Then she cracked a grin.
Showtime.
“Someone who dreams bigger than death and needs her caffeine to do it, obviously.”
There was a beat of silence. Static fizzed faintly in the background.
“Also, hi, I’m Jess, and I will not be coffee-shamed at five in the freaking morning. I am a woman on a mission.”
Another pause. Then a low chuckle filtered through the intercom.
Deeper than expected. Slightly amused. Very attractive.
“Alright, Jess-on-a-mission,” the voice replied, now more curious than sarcastic,
“What’ll it be? Let me guess. Triple caramel, almond milk, extra whip, no soul?”
Jess rolled her eyes and inched her car forward.
“Close. Double shot oat milk latte, one pump vanilla, one sugar. Because some of us still have integrity.”
“And style, apparently.”
“That too. Now hurry up with that integrity juice. I’ve got a 6 a.m. student council meeting and a stats quiz to mentally dominate.”
The intercom clicked off. A moment later, she pulled up to the window.
It slid open with a soft scrape.
And there he was.
Definitely not who she expected to be handing out lattes at the ass crack of dawn.

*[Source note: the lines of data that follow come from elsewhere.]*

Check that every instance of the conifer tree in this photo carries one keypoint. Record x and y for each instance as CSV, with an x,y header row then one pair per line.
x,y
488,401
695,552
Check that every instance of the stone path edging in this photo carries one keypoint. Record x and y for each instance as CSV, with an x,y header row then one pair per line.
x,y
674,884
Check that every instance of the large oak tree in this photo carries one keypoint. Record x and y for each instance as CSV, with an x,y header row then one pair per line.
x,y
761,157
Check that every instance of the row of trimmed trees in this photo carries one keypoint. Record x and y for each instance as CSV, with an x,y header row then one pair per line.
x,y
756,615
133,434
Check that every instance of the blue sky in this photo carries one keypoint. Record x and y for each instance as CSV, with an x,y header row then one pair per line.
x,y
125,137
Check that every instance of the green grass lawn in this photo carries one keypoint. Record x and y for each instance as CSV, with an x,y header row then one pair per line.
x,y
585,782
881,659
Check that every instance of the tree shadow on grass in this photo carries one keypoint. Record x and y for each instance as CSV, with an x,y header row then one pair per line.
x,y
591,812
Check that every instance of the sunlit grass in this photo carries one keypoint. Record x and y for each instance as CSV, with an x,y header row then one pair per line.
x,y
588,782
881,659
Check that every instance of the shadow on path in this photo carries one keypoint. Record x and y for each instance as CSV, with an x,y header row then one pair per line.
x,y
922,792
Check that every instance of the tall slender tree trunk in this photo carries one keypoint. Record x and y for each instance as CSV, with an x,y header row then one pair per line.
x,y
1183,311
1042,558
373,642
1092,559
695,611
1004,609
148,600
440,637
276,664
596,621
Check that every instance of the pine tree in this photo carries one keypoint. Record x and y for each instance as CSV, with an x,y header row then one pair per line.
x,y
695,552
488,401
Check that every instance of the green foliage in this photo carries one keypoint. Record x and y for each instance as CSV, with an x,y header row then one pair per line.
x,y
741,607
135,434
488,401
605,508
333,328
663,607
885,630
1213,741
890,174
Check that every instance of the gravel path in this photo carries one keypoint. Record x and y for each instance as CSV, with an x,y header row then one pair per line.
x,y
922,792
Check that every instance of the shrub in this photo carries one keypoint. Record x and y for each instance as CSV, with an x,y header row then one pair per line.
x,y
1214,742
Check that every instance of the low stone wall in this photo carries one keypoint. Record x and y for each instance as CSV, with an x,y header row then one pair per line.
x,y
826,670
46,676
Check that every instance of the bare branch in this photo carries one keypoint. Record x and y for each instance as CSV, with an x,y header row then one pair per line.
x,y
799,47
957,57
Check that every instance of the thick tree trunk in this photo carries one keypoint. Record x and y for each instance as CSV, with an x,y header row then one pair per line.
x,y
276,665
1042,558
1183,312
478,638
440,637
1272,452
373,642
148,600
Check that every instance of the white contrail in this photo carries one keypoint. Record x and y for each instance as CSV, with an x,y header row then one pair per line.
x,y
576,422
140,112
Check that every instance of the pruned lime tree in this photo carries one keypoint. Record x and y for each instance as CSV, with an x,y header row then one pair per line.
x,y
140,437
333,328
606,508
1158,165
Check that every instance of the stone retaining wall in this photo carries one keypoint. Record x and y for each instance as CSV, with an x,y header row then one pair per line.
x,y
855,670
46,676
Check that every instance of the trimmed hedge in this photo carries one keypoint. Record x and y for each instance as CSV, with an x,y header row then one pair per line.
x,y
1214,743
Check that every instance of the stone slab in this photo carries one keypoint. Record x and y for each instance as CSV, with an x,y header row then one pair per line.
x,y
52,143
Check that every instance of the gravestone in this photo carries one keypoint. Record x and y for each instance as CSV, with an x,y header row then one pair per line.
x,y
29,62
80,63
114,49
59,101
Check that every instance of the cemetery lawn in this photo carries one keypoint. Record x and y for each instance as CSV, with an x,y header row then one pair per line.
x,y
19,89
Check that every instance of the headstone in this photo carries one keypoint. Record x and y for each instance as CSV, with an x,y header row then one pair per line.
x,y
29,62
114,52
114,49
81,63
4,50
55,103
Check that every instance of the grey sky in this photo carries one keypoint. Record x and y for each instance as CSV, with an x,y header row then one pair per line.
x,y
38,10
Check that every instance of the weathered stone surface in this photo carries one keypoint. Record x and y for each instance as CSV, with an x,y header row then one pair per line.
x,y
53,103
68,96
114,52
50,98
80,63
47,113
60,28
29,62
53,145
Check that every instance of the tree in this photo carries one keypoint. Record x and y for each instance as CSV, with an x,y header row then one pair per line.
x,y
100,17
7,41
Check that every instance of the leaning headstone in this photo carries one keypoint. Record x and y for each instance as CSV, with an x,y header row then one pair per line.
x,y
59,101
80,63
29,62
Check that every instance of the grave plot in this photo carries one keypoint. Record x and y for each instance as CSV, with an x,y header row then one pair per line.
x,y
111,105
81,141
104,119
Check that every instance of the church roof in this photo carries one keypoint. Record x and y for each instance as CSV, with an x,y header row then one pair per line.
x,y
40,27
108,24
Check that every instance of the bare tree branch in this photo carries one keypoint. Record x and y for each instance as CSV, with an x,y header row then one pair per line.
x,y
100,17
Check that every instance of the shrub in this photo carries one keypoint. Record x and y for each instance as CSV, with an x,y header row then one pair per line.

Tall. Not basketball-player tall, more like leaning-on-a-doorframe-in-a-teen-drama tall. His skin was warm-toned, somewhere between bronze and cinnamon, like sunlight filtered through cedar trees. His black hair was pulled back in a low ponytail, a few wisps escaping near his temples. His eyes were brown –deep, steady, unreadable– and his mouth curved into something that wasn’t quite a smirk, but definitely not just a customer service smile either.
She knew that face. Sort of. Forks-adjacent.
La Push? Maybe from a track meet or a bonfire once? The memory was frustratingly fuzzy.
And holy crap, was he attractive in an under-the-radar kind of way. This guy had “casually ruined your expectations for everyone else” energy.
He held the latte out the window like it wasn’t a big deal.
But also like it kind of was.
“Integrity juice,” he said. “Medium. One pump vanilla. No poison. Probably.”
Jess blinked. Then took the cup. Then blinked again.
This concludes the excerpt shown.